Förderverein für Gemeindeauf- und -umbau
Das wird ein längerer Prozess, für den wir noch Gelder einsammeln und ansparen müssen. Eines haben wir nun konkret im Sinn: Wir planen nun, für die Fragen des Gemeindeauf- und -umbaus einen Verein zu gründen (wie es an etlichen anderen Orten in der Kirche schon passiert ist), also einen Förderverein, der Gelder sammelt und interessierten Menschen, denen St. Matthäus am Herzen liegt, die Chance gibt, sich punktgenau für die Veränderungen einzusetzen, die jetzt an der Zeit sind.

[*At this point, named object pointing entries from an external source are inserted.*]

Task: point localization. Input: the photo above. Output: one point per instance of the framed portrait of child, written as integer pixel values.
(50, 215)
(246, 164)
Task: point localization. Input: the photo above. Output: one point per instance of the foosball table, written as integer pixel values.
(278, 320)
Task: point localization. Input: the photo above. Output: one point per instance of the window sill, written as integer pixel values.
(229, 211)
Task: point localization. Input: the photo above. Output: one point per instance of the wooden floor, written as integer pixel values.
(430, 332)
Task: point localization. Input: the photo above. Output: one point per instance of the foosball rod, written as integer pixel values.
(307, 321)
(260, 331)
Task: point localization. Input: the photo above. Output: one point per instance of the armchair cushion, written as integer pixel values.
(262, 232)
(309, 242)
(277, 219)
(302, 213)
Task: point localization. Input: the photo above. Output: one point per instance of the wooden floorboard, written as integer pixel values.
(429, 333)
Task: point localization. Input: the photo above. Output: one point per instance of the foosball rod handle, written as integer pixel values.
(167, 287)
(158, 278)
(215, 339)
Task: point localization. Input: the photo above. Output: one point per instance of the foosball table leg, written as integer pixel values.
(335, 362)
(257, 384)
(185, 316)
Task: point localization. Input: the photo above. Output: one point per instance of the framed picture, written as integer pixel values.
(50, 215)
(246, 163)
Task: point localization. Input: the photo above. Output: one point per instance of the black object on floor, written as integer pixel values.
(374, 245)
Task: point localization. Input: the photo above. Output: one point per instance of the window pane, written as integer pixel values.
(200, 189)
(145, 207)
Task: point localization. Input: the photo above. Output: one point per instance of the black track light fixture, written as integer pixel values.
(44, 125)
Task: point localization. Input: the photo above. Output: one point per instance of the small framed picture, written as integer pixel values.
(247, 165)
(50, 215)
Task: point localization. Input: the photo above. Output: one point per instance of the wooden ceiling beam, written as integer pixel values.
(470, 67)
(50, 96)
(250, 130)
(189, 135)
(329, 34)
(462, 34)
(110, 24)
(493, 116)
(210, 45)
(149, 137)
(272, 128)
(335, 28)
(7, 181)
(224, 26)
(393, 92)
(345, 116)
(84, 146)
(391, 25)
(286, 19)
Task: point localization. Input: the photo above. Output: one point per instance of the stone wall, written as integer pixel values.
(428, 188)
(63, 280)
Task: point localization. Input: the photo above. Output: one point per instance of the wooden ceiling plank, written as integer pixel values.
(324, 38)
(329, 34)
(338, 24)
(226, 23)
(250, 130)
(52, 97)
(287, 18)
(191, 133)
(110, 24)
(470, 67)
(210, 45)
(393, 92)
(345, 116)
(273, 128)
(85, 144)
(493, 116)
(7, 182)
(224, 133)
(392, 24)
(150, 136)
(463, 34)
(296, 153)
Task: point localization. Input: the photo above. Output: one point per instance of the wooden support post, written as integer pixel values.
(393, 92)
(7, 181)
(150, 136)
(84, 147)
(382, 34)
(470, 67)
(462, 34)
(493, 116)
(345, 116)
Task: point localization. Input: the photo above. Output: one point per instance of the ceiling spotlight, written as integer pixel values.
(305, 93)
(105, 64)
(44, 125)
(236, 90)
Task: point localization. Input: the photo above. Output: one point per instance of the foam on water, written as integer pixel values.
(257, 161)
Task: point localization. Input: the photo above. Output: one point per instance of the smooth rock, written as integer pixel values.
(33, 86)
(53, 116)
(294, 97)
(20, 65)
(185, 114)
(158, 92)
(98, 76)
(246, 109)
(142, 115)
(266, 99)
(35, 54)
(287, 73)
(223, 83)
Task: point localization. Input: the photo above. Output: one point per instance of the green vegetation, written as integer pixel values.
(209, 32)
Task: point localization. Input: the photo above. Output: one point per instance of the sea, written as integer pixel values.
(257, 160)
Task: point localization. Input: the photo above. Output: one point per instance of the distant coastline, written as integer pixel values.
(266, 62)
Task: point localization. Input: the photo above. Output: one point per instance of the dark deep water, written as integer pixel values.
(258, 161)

Unter dem Strich merken wir: Es geht jetzt um viele Veränderungen! Manche, weil der Zahn der Zeit auch vor unserer Technik nicht Halt gemacht hat. Andere, die aus der Überzeugung geboren sind, dass unser Haus die Wohnung der Gemeinde ist, ein Ort, an dem wir einander begegnen, gastfreundlich Menschen willkommen heißen und auf Begegnung mit Gott hoffen. Eben kein an sich heiliger Raum, sondern eine Wohnung, mit Patina und Würde, aber doch eine Wohnung. Und Wohnungen ändern sich. Das kennen wir ja. Auch die Wohnung der Gemeinde darf sich ändern. Packen wir es an!